Gov. Rick Scott will exit the governor’s mansion proclaiming an unemployment rate that is nearly 8 percentage points lower than when he moved in.

The state Department of Economic Opportunity on Friday said Florida’s estimated jobless rate was 3.3 percent in November, down from 3.4 percent a month earlier.

The state figure, which is below the nation’s 3.7 percent jobless rate, represents 335,000 Floridians qualifying as being unemployed from a labor force of 10.26 million.

When Scott was sworn into the governor’s office in January 2011, the state’s jobless mark stood at 11.1 percent. The national mark at the time --- as Florida and the rest of the country recovered from a deep recession --- was 9.4 percent.

Scott, who had never held public office, pinned his 2010 gubernatorial campaign on creating jobs, using the theme, “Let’s Get to Work.” His tenure in office also coincided with broader national job growth.

“Being governor is the best job in the world, and I am excited about the economic success that Florida has been able to achieve over the past eight years,” Scott, who will move to the U.S. Senate in January, said in a prepared statement Friday.

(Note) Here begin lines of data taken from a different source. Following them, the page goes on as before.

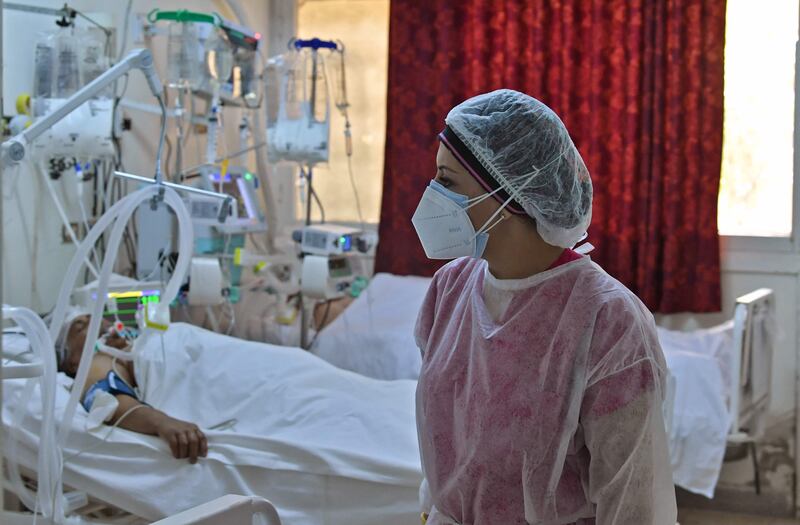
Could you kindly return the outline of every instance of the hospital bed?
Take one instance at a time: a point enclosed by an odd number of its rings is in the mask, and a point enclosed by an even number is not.
[[[367,376],[416,378],[421,358],[413,328],[429,283],[377,274],[319,333],[312,352]],[[755,461],[769,404],[773,319],[773,293],[761,289],[739,297],[733,319],[722,325],[658,328],[670,372],[664,420],[676,485],[713,497],[728,444],[747,444]]]
[[[721,428],[717,425],[714,439],[708,439],[713,446],[708,447],[701,440],[693,439],[691,428],[694,425],[708,426],[709,417],[715,421],[726,422],[725,445],[745,445],[753,462],[753,477],[756,493],[760,493],[757,443],[762,438],[770,402],[772,384],[772,356],[775,334],[775,298],[772,290],[762,288],[743,295],[736,300],[733,319],[719,326],[677,332],[658,329],[659,341],[671,372],[679,370],[682,385],[676,391],[675,414],[680,414],[686,428],[673,426],[670,429],[670,443],[673,445],[673,468],[676,467],[676,454],[679,440],[685,440],[694,451],[686,452],[695,461],[703,462],[703,452],[714,461],[721,463],[724,447],[720,446]],[[690,356],[688,364],[685,356]],[[715,370],[701,373],[704,363],[711,360],[719,370],[721,388],[716,386]],[[681,386],[683,387],[681,389]],[[677,399],[680,398],[680,399]],[[711,410],[698,410],[698,399],[705,400]],[[715,408],[716,407],[716,408]],[[699,434],[698,432],[694,432]],[[694,441],[694,442],[692,442]],[[684,443],[686,445],[686,443]],[[692,460],[687,458],[685,463]],[[699,483],[706,490],[694,490],[708,497],[713,495],[718,469],[703,472],[700,469],[675,468],[676,477],[680,475],[700,475],[706,478]],[[679,472],[681,474],[679,474]],[[691,481],[682,480],[680,486],[693,486]],[[713,481],[713,484],[712,484]],[[690,488],[691,490],[691,488]]]
[[[24,354],[27,341],[4,334],[3,348]],[[79,514],[99,523],[151,523],[241,494],[269,499],[285,525],[419,519],[414,381],[377,381],[298,348],[181,323],[142,348],[135,367],[144,399],[198,424],[208,457],[195,465],[176,460],[160,439],[90,428],[78,410],[63,450],[63,481],[65,491],[88,495]],[[20,438],[16,459],[33,481],[42,414],[34,393],[28,417],[11,428],[21,381],[4,381],[3,424]],[[58,381],[60,417],[71,380],[59,374]]]

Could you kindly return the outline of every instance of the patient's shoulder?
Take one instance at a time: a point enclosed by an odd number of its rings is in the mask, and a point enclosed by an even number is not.
[[[89,368],[89,375],[86,378],[86,385],[83,387],[83,392],[86,393],[93,384],[105,379],[112,370],[129,385],[135,384],[127,366],[117,361],[117,366],[115,368],[114,359],[111,356],[103,353],[96,353],[92,356],[92,364]]]

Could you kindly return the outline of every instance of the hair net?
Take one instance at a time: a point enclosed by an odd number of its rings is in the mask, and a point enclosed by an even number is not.
[[[592,217],[592,181],[558,115],[500,89],[466,100],[445,119],[498,184],[536,220],[545,242],[570,248]]]

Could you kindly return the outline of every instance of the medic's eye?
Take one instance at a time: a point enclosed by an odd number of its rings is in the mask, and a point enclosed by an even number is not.
[[[438,173],[436,173],[436,182],[438,182],[445,188],[448,188],[453,185],[453,180],[447,175],[445,175],[441,168],[439,169]]]

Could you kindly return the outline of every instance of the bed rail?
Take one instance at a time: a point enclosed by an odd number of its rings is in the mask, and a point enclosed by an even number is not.
[[[278,511],[269,501],[255,496],[229,494],[164,518],[153,525],[214,525],[217,523],[281,525],[281,520],[278,517]]]
[[[775,296],[761,288],[739,297],[733,314],[731,427],[728,441],[746,443],[764,430],[770,401]]]
[[[764,434],[772,390],[775,296],[761,288],[736,300],[731,352],[731,426],[728,444],[745,445],[753,462],[756,494],[761,477],[756,444]]]

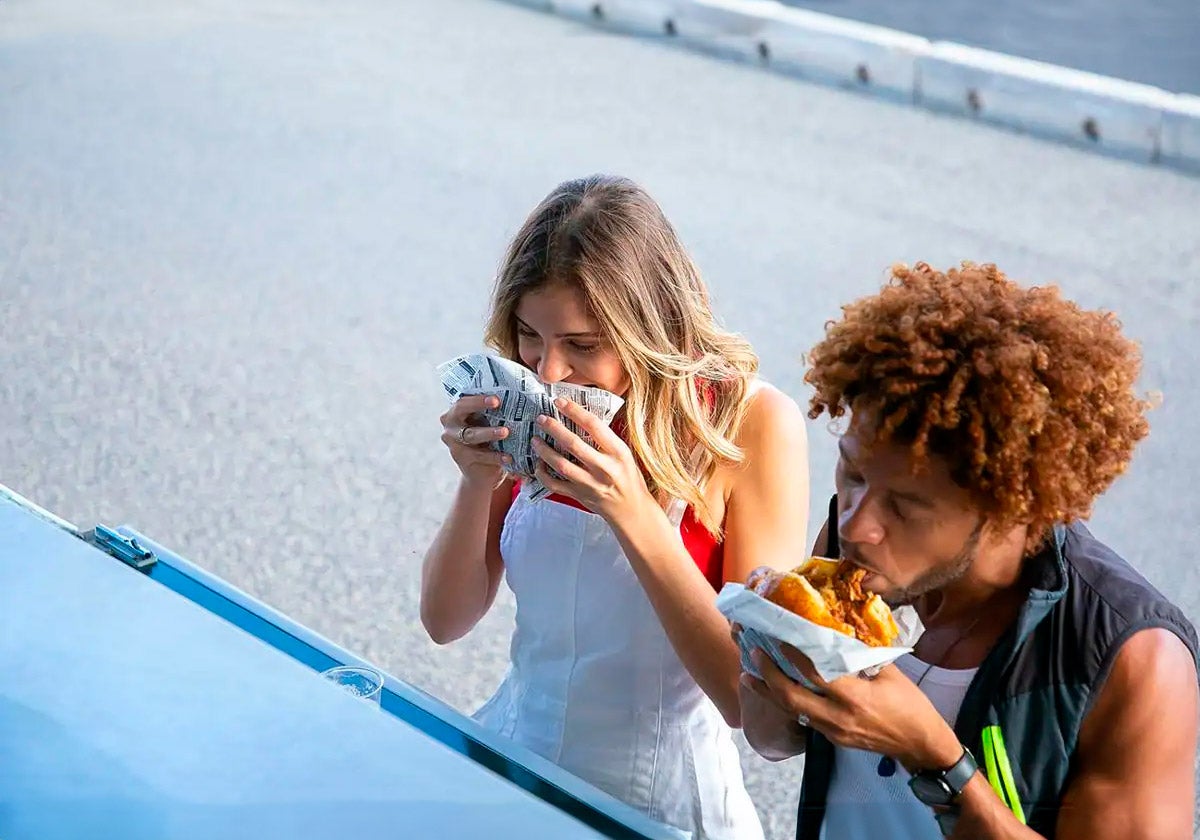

The state’s peak unemployment from the recession was 11.3 percent in January 2010, three months before Scott opened a campaign account to run for governor. His platform included a seven-step economic program that “over a 7-year period --- will have a positive economic impact and create over 700,000 jobs for the state of Florida."

The target was at one time "on top of what normal growth would be."

On Friday, the governor’s office said Florida businesses have created more than 1.67 million private-sector jobs since December 2010, with the state’s employment growth rate outpacing the nation in 79 of the past 80 months. The outlier month was September 2017, when Hurricane Irma swept through the state.

The latest numbers from the Department of Economic Opportunity --- based on separate surveys of households and employers --- were driven by an increase in leisure and hospitality jobs, up 53,200 over the past year. Next highest were education and health services jobs, up 50,700 positions, followed by professional and business services, 45,400 jobs, and construction, 32,900 jobs.

Government jobs, mostly at the local level, fell by 9,600 in the same period.

Across the state, Monroe County, which includes the Florida Keys, had the lowest jobless mark in November, 2.4 percent, followed by St. Johns and Okaloosa counties at 2.5 percent.

At the other end were two counties directly hit by Hurricane Michael in October. Gulf County’s jobless mark stood at 8.4 percent, up from 2.8 percent in the report for October. Bay County, which also was at 2.8 percent in October, jumped to 6.1 percent in November.

The statewide unemployment rate is seasonally adjusted, while the local rates are not.